Parce que c'est pas rien de passer à côté de la mort. Tu l'avais déjà fait, des années auparavant, parce que ton métier ne venait pas sans risques, ne venait pas sans ce pourcentage potentiel de mort probable. Tu savais ce que ça faisait d'y perdre un peu au change. Savoir qu'il allait bien, lui et Jude, était un réel soulagement.
But fuck- those news Zac. They ain't fucking light.Mais merde- ces news, Zac. Elles sont pas putain de légères.
La main attrape de nouveau la tequila, remplit ton verre descendu à la suite de tes paroles, pour prendre un nouveau shot qui vient brûler un peu ta gorge, mais de la meilleure des manières.
Please tell me you have at least ONE good news - other than you surviving, even if it's one - before we drift off on business shit, or I might just finish that bottle on my own.S'il te plaît, dis moi que tu as au moi UNE bonne - outre votre survie, c'en est une - avant qu'on drift sur du business, ou il se peut que je finisse cette bouteille tout seul.
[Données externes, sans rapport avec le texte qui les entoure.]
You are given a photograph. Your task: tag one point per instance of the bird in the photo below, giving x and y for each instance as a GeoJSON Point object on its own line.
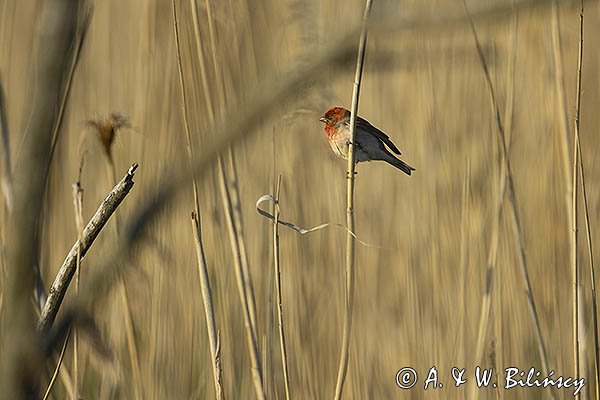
{"type": "Point", "coordinates": [370, 142]}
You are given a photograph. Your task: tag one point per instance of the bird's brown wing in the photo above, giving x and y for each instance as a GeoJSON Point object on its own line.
{"type": "Point", "coordinates": [367, 127]}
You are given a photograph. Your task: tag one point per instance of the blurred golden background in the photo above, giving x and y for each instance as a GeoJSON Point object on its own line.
{"type": "Point", "coordinates": [420, 288]}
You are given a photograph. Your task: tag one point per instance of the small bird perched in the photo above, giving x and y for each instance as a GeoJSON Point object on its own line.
{"type": "Point", "coordinates": [370, 143]}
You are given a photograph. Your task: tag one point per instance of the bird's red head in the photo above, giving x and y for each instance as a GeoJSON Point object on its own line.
{"type": "Point", "coordinates": [335, 115]}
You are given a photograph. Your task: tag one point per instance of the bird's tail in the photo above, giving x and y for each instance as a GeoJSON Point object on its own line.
{"type": "Point", "coordinates": [401, 165]}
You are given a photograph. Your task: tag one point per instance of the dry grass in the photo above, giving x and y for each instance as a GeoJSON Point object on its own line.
{"type": "Point", "coordinates": [418, 297]}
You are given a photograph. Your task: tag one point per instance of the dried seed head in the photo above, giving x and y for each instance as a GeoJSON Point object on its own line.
{"type": "Point", "coordinates": [106, 127]}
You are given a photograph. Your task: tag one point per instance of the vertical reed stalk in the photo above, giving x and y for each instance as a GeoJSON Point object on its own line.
{"type": "Point", "coordinates": [230, 202]}
{"type": "Point", "coordinates": [516, 220]}
{"type": "Point", "coordinates": [78, 203]}
{"type": "Point", "coordinates": [592, 273]}
{"type": "Point", "coordinates": [211, 325]}
{"type": "Point", "coordinates": [575, 257]}
{"type": "Point", "coordinates": [350, 223]}
{"type": "Point", "coordinates": [286, 377]}
{"type": "Point", "coordinates": [209, 313]}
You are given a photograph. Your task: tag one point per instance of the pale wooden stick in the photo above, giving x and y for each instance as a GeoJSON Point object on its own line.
{"type": "Point", "coordinates": [90, 233]}
{"type": "Point", "coordinates": [350, 238]}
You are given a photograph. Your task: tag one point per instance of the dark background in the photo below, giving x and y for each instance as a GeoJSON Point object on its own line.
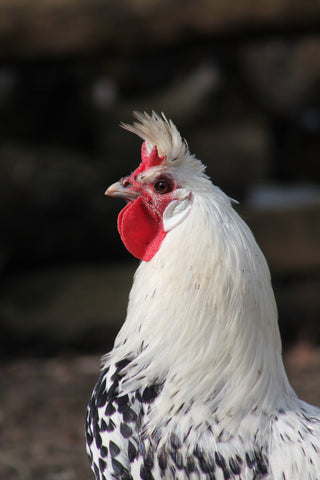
{"type": "Point", "coordinates": [241, 82]}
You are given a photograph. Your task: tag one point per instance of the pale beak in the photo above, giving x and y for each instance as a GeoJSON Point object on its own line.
{"type": "Point", "coordinates": [119, 191]}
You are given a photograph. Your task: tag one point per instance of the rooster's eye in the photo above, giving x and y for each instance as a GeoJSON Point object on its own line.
{"type": "Point", "coordinates": [162, 186]}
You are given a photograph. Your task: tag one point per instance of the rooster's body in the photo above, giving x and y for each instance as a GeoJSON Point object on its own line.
{"type": "Point", "coordinates": [195, 386]}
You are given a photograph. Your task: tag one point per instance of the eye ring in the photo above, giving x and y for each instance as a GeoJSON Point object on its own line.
{"type": "Point", "coordinates": [162, 186]}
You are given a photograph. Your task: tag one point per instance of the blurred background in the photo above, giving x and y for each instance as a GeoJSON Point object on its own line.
{"type": "Point", "coordinates": [241, 80]}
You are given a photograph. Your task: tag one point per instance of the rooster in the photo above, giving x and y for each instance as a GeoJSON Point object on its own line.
{"type": "Point", "coordinates": [195, 386]}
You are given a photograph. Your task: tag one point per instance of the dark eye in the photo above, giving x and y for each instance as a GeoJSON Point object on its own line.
{"type": "Point", "coordinates": [162, 186]}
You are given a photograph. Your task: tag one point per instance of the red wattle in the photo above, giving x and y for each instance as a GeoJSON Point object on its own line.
{"type": "Point", "coordinates": [141, 231]}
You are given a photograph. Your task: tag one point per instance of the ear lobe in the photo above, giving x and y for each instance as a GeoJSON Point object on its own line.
{"type": "Point", "coordinates": [177, 210]}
Mais le sourire est déjà de retour, léger, plus simple, parce que maintenant que l'orage est passé, il n'en reste que les conséquences, et le principal est là : ils vont bien, les deux. Le camp va bien. L'orage est passé et les nuages s'estompent un peu, même si la menace reste et demeure réelle, brûle quand même quelque part dans le ciel.